The real pisser is this generation can’t even muster up that. We can’t even party worth a fuck. These days your philosophy professor rats on you to the dean who commissions a drug test, resulting in a two-semester suspension. Alcohol-free fraternities are now the trend of a growing number of schools. Puritanism, 300 years later, has clambered its way back in vogue. So those who do party do it with abashment, guiltily, like they’re violating a moral code. The night before they laughed harder than ever before, dangled from the twelfth floor ledge in the dorm and got laid to boot; the next morning they’re flooded with the damnable remorse of actually having had a good time.

Give me a toilet-flush economy, with nary a job for a million graduates. Give me wars and starvation and oppressed souls realizing their plight, ready to take to the streets. Give me leaders so vile and mad that corruption hives manifest on their bodies. Take this abundance of collegiate zombies and shift the conveyer belt to reverse, far from this fine, doomed university.
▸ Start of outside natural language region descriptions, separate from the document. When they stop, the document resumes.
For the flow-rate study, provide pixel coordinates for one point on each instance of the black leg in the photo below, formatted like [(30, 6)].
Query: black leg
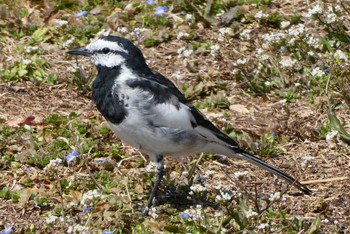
[(159, 175)]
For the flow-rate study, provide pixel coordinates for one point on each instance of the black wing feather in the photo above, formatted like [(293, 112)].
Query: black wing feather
[(164, 91)]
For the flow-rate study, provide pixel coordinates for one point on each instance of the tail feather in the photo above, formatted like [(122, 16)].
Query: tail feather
[(273, 170)]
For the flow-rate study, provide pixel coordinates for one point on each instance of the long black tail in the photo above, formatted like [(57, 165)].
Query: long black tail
[(273, 170)]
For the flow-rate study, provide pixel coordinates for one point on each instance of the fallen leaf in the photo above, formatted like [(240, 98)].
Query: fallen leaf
[(239, 109)]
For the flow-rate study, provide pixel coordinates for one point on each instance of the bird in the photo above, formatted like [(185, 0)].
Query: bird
[(148, 112)]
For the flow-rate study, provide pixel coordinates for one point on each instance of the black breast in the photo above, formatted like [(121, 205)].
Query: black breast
[(106, 96)]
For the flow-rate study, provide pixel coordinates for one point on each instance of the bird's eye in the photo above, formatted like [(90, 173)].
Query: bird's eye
[(105, 50)]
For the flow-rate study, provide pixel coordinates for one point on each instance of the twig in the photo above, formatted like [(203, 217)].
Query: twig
[(325, 180), (91, 175)]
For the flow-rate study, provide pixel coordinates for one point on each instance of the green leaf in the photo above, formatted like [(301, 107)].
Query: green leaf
[(22, 72), (326, 45), (336, 125), (40, 34), (314, 226)]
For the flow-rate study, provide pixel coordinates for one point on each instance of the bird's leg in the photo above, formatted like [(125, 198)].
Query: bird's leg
[(160, 171)]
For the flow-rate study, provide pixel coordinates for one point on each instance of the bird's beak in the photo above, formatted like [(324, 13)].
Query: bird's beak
[(80, 51)]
Give me the glory of shouting for the sake of shouting, the chance to peer through my one goddamned window of dis-opportunity. Let me wade like a pig in mud in the lie of the “dream.” Give me a fuckin’ life sentence for graduation, sell my empty soul to ol’ Beelzebub himself, anything but four years of ordinariness in this hallowed, hollow institution.
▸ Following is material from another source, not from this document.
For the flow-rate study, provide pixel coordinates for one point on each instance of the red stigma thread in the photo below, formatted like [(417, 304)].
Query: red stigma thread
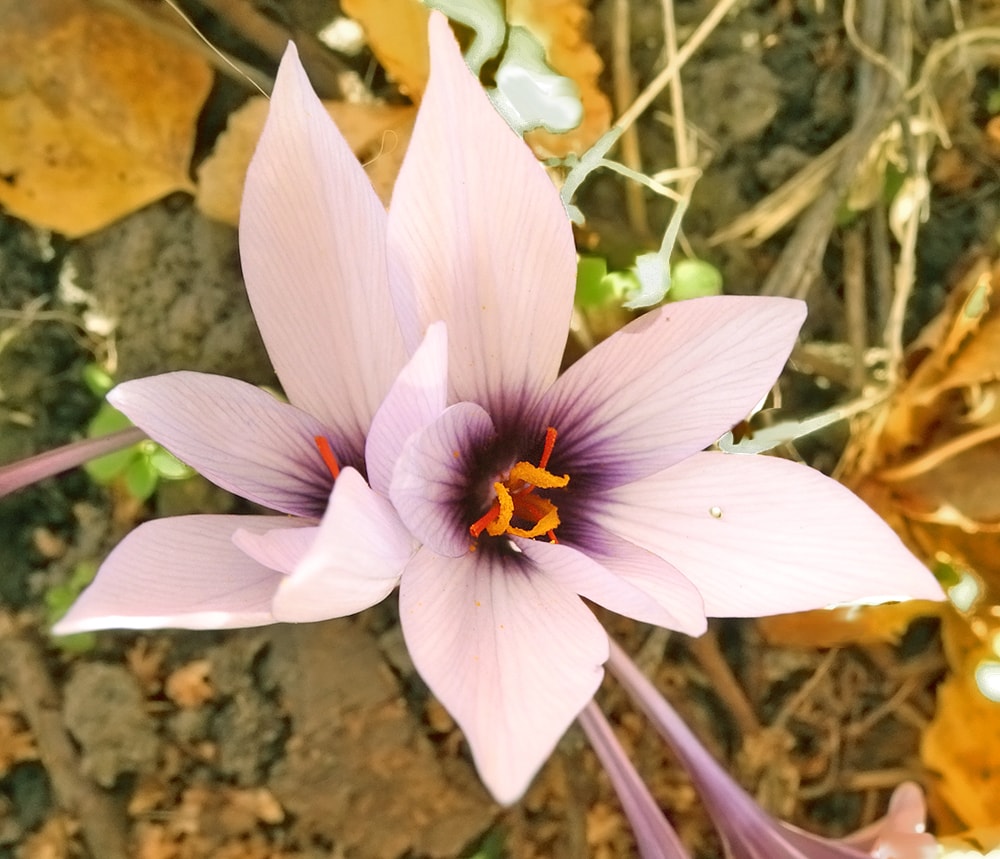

Alas, as we students encounter this unruffled social fabric, this nonexistent unifying bond valiantly detaching us from the dead-eyed majority, this lack of thread of discontent woven throughout the student bodies, it’s apparent something’s gotta be done. Hence, AOP. It’s maybe a slice of the sixties mixed with a couple shots of present-day apathy. AOP certainly has no political agenda. It surely strives to make no long-term social impact on the world. But upon the stout seriousness of career direction and the vast proliferation of prudence, it wages a small, discreet war. These are the most dangerous of times, precisely because nobody knows it.

I covered all this in about six seconds of mind time, as Kile hovered over, poised for battle, awaiting a witty or pathetic rejoinder. I felt a certain pity for both of us losers. He wasn’t the enemy, nor was I. Poor Kile anyway was from the classic “dysfunctional” family, giving him every reason to condemn the crap he dealt with while growing up. It’s no coincidence such offspring are conspicuously devoid of AOP participation. In fact, in time AOP waged an informal research on the matter, with the results being as follows: If you regularly see your dad stumbling through the front door in a drunken stupor, smashing things, that’s the last thing you’re gonna want to do when you reach adulthood. It’s those who experience healthy, loving upbringings who desire to get drunk and smash things in college. They just don’t want to make a living out of it. The sad, dysfunctional folk stuff everything along these lines in a box with the label “addiction” plastered on it, and store it in the corner, out of sight. They caustically criticize AOPers throughout college for their irresponsibleness, and study diligently, albeit gloomily. Later in life, when job pressures and divorce loom large, they begin to drink heavily, while smashing things. See, it’s the timing that’s way off.